What do you think of the price of the Xbox Series X? Will you be purchasing Microsoft’s newest console? Or will you be spending your hard-earned cash on one of its competitor’s consoles instead? Keep in mind that if you’d like to stick with Microsoft but the price tag of the Xbox Series X is just too high for you, the all-new Xbox Series S retails at $299 for the standalone console and $24.99/month when you include 24 months of Xbox Game Pass Ultimate.

While the Xbox One stuck very close to the logo of the 360, and Sony is sticking to its classic minimalist typeface for the PS5, Microsoft has thrown us a curve-ball with the Series X Logo.

It's definitely a departure from their traditional Xbox symbol (which is still featured on the console) by channeling a sleek, modern, and minimalist design.

How Does it Compete?

Credit: Metro.co.uk

"Which is better?" It's a boring answer, but it's complicated.

The Series X does have a handful of advantages, for sure. Given it's better specs across the board, commitment to compatibility (both software and hardware), and promise of a robust future ecosystem with the Xbox Game Pass and xCloud, the Xbox may be a long-running victor. Valve boss Gabe Newell is definitely on board because of all of this.

But the PS5's new DualSense controller, day-one VR capability, and more extensive and star-studded library of exclusive games may be a deal-breaker. After all, we are here to play games, not gawk in awe at the technical specs without the games themselves to experience them on.

With all this in mind, Forbes has reported that analysts believe the PS5 will outsell the Series X by a 2-1 margin, which is directly in line with the previous generation (although the Xbox 360 and PS3 directly competed at around 80 million units each).

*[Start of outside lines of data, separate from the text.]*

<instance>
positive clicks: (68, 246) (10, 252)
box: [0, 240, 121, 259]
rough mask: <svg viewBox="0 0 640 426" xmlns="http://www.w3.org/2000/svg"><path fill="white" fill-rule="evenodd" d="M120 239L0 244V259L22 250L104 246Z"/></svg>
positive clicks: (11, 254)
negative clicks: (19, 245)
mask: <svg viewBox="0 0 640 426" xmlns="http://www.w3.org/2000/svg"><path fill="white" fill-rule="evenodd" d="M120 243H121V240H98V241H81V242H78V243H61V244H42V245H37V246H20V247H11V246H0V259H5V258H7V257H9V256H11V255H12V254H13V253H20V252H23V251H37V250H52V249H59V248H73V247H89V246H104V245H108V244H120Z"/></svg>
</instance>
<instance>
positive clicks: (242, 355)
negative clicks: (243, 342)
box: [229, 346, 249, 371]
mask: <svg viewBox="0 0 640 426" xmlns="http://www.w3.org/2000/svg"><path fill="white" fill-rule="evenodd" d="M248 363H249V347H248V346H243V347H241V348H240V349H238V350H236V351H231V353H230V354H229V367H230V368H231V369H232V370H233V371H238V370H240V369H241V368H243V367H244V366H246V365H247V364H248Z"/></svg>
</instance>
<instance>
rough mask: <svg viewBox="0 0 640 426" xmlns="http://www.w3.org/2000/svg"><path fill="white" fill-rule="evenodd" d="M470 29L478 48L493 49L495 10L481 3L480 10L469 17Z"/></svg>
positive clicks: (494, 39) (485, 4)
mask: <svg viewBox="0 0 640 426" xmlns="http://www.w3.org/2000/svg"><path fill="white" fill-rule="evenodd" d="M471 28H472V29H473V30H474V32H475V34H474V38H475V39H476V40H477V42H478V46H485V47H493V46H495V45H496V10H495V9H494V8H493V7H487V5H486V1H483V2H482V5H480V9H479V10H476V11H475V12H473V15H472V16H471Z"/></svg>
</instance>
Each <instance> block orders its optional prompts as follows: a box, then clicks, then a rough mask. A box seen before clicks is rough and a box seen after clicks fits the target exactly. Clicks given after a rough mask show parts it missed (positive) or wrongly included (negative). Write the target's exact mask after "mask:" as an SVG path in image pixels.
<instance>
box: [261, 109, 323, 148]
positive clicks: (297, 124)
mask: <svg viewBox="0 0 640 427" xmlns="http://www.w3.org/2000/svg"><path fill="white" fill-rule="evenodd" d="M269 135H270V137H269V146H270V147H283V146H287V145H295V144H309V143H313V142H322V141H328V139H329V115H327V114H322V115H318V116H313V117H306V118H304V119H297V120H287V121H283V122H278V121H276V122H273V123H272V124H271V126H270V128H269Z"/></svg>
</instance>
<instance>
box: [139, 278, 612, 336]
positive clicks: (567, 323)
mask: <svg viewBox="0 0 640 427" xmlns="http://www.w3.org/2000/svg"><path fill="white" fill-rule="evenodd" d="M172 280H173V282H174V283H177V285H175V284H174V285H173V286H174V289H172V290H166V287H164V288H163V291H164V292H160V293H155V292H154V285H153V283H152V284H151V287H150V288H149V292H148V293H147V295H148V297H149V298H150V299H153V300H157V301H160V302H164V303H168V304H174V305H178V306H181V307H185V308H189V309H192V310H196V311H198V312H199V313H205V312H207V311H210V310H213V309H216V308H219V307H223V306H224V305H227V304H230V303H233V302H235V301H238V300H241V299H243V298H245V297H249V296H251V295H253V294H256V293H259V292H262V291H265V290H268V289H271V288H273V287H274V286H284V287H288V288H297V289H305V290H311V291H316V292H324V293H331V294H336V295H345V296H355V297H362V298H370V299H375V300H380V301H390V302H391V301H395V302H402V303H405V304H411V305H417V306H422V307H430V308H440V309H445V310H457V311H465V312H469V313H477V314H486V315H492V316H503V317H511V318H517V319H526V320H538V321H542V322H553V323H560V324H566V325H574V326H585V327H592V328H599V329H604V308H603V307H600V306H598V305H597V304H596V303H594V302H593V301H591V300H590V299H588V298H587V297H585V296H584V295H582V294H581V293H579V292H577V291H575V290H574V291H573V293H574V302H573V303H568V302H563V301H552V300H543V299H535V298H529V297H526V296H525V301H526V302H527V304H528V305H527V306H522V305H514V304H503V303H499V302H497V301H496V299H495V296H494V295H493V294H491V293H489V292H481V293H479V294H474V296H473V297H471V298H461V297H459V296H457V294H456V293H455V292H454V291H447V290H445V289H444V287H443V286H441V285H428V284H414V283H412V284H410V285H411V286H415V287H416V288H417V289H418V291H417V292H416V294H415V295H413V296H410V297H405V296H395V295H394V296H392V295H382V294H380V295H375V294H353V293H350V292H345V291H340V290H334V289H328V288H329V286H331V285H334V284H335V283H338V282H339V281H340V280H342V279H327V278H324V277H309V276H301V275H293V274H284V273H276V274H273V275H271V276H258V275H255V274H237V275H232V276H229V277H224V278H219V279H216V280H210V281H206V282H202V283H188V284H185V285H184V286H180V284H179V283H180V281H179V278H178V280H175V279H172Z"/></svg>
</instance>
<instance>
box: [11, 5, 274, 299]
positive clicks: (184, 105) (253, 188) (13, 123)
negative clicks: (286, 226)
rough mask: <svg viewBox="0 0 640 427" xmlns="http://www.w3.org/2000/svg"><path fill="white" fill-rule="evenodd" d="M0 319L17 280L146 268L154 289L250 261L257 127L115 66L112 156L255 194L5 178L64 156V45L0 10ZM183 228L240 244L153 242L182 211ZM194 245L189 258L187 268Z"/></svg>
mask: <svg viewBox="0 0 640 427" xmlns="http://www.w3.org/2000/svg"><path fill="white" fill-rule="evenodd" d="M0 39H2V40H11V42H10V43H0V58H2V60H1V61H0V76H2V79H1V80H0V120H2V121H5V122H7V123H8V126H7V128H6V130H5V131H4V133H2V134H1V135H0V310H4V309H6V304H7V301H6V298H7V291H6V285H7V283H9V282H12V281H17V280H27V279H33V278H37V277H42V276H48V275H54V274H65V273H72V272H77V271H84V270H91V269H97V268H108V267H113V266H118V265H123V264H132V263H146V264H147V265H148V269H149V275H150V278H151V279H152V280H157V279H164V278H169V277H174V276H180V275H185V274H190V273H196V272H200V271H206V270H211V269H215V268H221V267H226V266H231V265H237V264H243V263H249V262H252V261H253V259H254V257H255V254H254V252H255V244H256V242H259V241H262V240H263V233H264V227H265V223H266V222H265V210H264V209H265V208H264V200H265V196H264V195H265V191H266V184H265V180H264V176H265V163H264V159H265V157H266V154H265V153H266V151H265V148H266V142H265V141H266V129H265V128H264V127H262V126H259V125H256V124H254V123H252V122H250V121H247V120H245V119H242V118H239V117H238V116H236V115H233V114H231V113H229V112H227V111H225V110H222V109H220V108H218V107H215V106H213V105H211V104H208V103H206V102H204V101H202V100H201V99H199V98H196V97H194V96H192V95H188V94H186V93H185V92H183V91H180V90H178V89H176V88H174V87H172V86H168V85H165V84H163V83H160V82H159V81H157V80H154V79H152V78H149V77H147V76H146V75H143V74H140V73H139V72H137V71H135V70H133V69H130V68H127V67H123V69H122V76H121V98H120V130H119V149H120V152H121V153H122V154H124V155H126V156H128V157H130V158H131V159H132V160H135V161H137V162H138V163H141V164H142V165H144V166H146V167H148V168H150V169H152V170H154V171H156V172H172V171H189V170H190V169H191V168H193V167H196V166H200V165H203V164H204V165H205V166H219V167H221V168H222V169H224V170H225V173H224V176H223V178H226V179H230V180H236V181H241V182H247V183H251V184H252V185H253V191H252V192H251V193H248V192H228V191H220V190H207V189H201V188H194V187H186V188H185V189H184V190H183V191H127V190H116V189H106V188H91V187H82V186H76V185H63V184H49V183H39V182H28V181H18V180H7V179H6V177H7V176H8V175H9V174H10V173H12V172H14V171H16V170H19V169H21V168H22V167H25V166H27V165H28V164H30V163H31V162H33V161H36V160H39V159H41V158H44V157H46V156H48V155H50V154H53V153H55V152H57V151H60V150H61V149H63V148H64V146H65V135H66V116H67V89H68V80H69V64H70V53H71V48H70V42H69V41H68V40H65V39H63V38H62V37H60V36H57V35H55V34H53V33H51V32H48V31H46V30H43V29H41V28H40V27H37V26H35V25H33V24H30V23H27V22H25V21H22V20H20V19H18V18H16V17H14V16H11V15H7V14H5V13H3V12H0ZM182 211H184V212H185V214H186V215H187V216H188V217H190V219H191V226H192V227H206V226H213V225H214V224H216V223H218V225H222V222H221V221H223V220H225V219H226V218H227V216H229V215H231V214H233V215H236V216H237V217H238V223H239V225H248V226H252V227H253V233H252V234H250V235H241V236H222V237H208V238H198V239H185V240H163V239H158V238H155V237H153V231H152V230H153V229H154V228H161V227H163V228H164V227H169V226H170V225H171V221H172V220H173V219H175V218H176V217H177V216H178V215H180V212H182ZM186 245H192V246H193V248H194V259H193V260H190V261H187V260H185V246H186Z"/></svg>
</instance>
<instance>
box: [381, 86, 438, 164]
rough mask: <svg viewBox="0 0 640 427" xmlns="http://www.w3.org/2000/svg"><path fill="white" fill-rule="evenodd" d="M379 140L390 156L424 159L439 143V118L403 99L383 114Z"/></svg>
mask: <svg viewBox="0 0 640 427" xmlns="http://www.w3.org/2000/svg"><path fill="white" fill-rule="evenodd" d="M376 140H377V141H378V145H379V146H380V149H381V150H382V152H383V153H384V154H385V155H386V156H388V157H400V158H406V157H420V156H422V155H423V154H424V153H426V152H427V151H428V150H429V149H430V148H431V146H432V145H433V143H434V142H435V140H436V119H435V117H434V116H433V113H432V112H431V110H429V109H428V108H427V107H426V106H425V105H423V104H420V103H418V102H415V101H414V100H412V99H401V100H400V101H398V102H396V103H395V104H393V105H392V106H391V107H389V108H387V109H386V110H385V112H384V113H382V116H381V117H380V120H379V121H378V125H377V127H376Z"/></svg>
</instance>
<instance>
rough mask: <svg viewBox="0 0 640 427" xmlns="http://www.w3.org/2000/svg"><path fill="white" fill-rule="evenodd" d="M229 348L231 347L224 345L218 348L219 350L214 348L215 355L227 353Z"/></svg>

It's a game of specs, aesthetics, games, and peripherals. For specs, the Series X wins hands down. For games and peripherals, the PS5 most likely wins. And for Aesthetics, well, I sway towards the Xbox, but this is far more subjective.

In short, the PS5 will likely give you a bit more on day one, but the Series X may play the long game, especially as you will become part of Microsoft's growing ecosystem.

That said, don't let us tell you which to get. Take a look at everything we know about the PS5. After all, this is an era where the consumer is empowered to make these choices.